My specific goal here is to replicate the default configuration of bat's header in less's prompt[^1]. The expression ?fFile\\: %f:STDIN.\nSize\\: ?B%B:-. accomplishes that in theory[^2], but the current design means that the file size includes every color code added by bat[^3].
If there is any interest in such a change, I may contribute it myself.
[^1]: I intend to move it to the header once that feature is released in a stable version. [^2]: I can't see a way to make specific sections of the prompt bold, or change its background color, but I can understand not making the formatting options too complicated.
At that point it'd probably be easier to add a prompt expression that moves the first N lines/bytes of processed input into the prompt, thereby making it the input preprocessor's problem.
[^3]: I am using bat as an input pipe for syntax highlighting.
%B expands to the size of the file as it appears to the user. Generally, the unprocessed file size is irrelevant, as that is not what is being viewed. For example, if a zip file is expanded by the preprocessor, the expanded size is what is relevant to the user; the size of the zip file itself is of no value.
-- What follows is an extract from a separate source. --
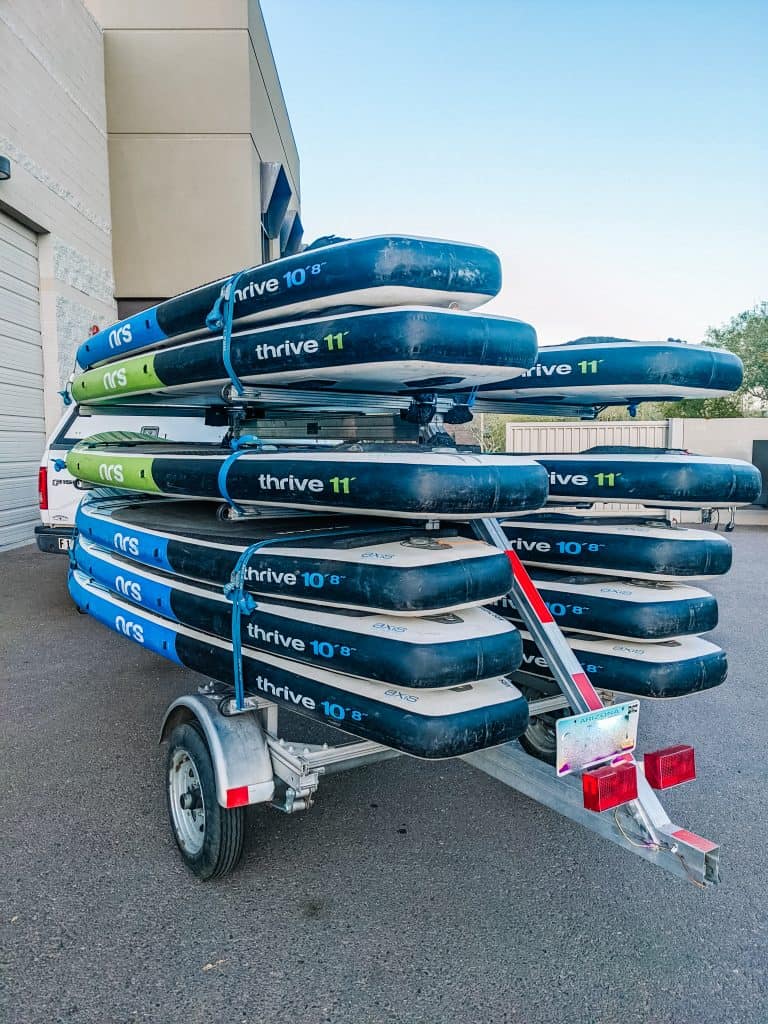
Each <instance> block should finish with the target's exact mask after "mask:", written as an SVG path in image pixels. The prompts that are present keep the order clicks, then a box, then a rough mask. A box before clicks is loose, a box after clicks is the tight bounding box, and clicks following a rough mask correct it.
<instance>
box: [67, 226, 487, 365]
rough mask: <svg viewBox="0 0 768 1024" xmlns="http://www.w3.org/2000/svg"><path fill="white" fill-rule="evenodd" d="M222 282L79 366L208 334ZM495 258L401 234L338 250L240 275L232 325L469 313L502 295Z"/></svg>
mask: <svg viewBox="0 0 768 1024" xmlns="http://www.w3.org/2000/svg"><path fill="white" fill-rule="evenodd" d="M226 280H227V279H222V280H220V281H215V282H212V283H211V284H210V285H203V286H202V287H201V288H196V289H193V290H191V291H189V292H184V293H183V294H182V295H177V296H175V297H174V298H171V299H166V300H165V301H164V302H161V303H159V304H158V305H156V306H152V307H151V308H150V309H145V310H143V312H139V313H135V314H134V315H133V316H128V317H126V318H125V319H122V321H119V322H118V323H117V324H115V325H113V326H112V327H109V328H105V329H104V330H103V331H98V332H97V333H96V334H94V335H92V336H91V337H90V338H88V339H87V341H84V342H83V344H82V345H80V347H79V348H78V353H77V358H78V362H79V364H80V366H81V367H82V368H83V369H84V370H87V369H89V368H90V367H92V366H94V365H95V364H98V362H103V361H105V360H108V359H114V358H117V357H120V356H122V355H125V354H127V353H130V352H136V351H138V350H139V349H144V348H148V347H152V346H157V345H162V344H164V343H166V342H167V341H168V340H169V339H173V338H184V337H191V336H194V335H200V334H208V333H209V331H208V329H207V328H206V318H207V316H208V314H209V313H210V311H211V309H212V308H213V305H214V303H215V302H216V301H217V299H218V298H219V296H220V294H221V288H222V285H223V284H224V283H225V282H226ZM501 282H502V278H501V264H500V262H499V257H498V256H497V255H496V253H493V252H490V250H489V249H483V248H482V247H480V246H472V245H466V244H464V243H461V242H442V241H439V240H435V239H417V238H411V237H409V236H404V234H390V236H377V237H374V238H369V239H352V240H349V241H343V242H337V243H334V244H333V245H329V246H325V247H323V248H321V249H313V250H311V251H310V252H304V253H298V254H297V255H295V256H287V257H286V258H285V259H281V260H274V261H272V262H270V263H264V264H262V265H261V266H254V267H250V268H249V269H247V270H244V271H243V272H242V274H241V275H240V278H239V280H238V282H237V288H236V289H234V304H233V323H234V324H237V325H238V326H239V327H242V326H244V325H246V324H254V323H265V322H268V321H272V322H276V321H279V319H296V318H297V317H300V316H310V315H316V314H318V313H321V312H323V311H326V310H335V311H337V312H339V311H343V310H349V309H364V308H377V307H380V306H404V305H428V306H451V307H454V308H459V309H473V308H474V307H475V306H479V305H481V304H482V303H483V302H487V300H488V299H490V298H493V297H494V296H495V295H497V294H498V292H499V290H500V288H501Z"/></svg>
The example of added color markup counting toward the file size is a more generic issue. It doesn't seem to me to be particularly closely related to preprocessing. For example, when you view a man page with color markup, the file size includes the color codes (as it should) even though the codes are not directly visible and no preprocessor is involved. Removing color codes from the count would in general be expensive, since it would require scanning the entire file. It is true that in the particular case that a preprocessor does nothing except add color codes, the original file size would give you the size without color codes, but I think that that is a rather uncommon thing for a preprocessor to do. I'm reluctant to add a feature for such a specialized use case.
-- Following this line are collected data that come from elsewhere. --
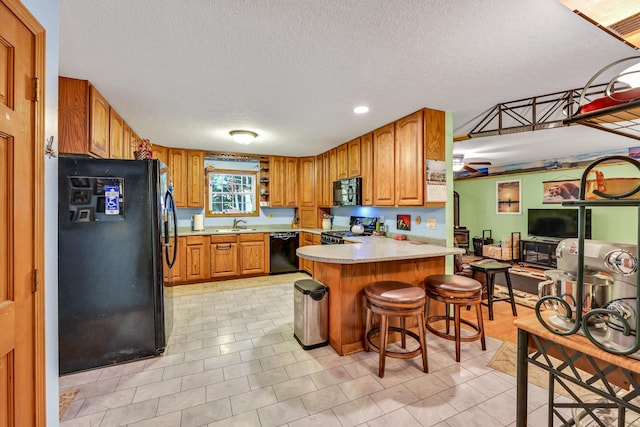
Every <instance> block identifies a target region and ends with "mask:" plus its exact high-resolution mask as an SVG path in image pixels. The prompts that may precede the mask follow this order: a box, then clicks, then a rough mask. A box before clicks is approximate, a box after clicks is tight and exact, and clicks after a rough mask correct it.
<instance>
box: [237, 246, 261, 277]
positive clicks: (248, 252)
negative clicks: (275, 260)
mask: <svg viewBox="0 0 640 427" xmlns="http://www.w3.org/2000/svg"><path fill="white" fill-rule="evenodd" d="M265 259H266V257H265V244H264V240H263V239H260V240H255V241H248V242H243V241H241V242H240V274H260V273H264V272H265Z"/></svg>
Perhaps a more generally useful feature would be to add a prompt key that expands to a string from the beginning of the processed output, as you suggest, or from the environment. This is just off the top of my head; I'd need to think about this some more about whether it is a good solution.
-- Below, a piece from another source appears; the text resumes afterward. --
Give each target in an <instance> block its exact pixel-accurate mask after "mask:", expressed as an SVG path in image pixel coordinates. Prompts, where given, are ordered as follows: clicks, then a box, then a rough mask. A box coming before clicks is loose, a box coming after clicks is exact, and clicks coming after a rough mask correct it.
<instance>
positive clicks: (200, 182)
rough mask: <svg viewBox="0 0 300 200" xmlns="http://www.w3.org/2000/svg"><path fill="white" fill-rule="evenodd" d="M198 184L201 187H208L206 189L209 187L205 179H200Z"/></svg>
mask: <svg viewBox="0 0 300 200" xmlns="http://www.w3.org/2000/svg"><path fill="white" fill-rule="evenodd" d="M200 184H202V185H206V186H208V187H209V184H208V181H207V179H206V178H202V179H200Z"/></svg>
Regarding prompt styling, you can include SGR escape sequences in the prompt if the -R flag is set. For example, this displays the filename in underline mode:
less -R '-Psfile is ^[[4m%f^[[m' filename
The two instances of ^[ represent a literal ESC character.
%B expands to the size of the file as it appears to the user. Generally, the unprocessed file size is irrelevant, as that is not what is being viewed. For example, if a zip file is expanded by the preprocessor, the expanded size is what is relevant to the user; the size of the zip file itself is of no value.
I see your point, and I agree it is probably worth preserving the existing behavior. That being said, I doubt I am the only one expecting the prompt to "ignore" the processing, and the documentation makes it clear that the prompt is meant to reflect the original file rather than the processed one to some extent:
You may define an "input preprocessor" for less. Before less opens a file, it first gives your input preprocessor a chance to modify the way the contents of the file are displayed. An input preprocessor is simply an executable program (or shell script), which writes the contents of the file to a different file, called the replacement file. The contents of the replacement file are then displayed in place of the contents of the original file. However, it will appear to the user as if the original file is opened; that is, less will display the original filename as the name of the current file.
%B Replaced by the size of the current input file.
%f Replaced by the name of the current input file.
Both the filename and size are properties of "the current input file", so it is odd that they diverge here. Even if you decide not to add or change anything in the program itself, I feel those descriptions should be tweaked to avoid referring to distinct subjects in the exact same way.
Removing color codes from the count would in general be expensive, since it would require scanning the entire file.
I do not think such a specific feature would be a good idea: it is trivial to think of other modifications a preprocessor would make. Whitespace formatting, for instance.
My understanding is that less currently pipes a file into an input pipe, then counts the bytes that get piped back out: it should therefore be easy to simply count the bytes that get piped in.
As for your ZIP file example, I'd usually be more concerned with the disk usage of a ZIP file than the expanded size. At any rate, if a new prompt expression was added for the unprocessed size (or retrofitted into %s, which currently has no clear reason for existing, as a breaking change), you could make the prompt show both sizes.
Clarified documentation in ff5ec01261dd9068394490d464f40a392554b591.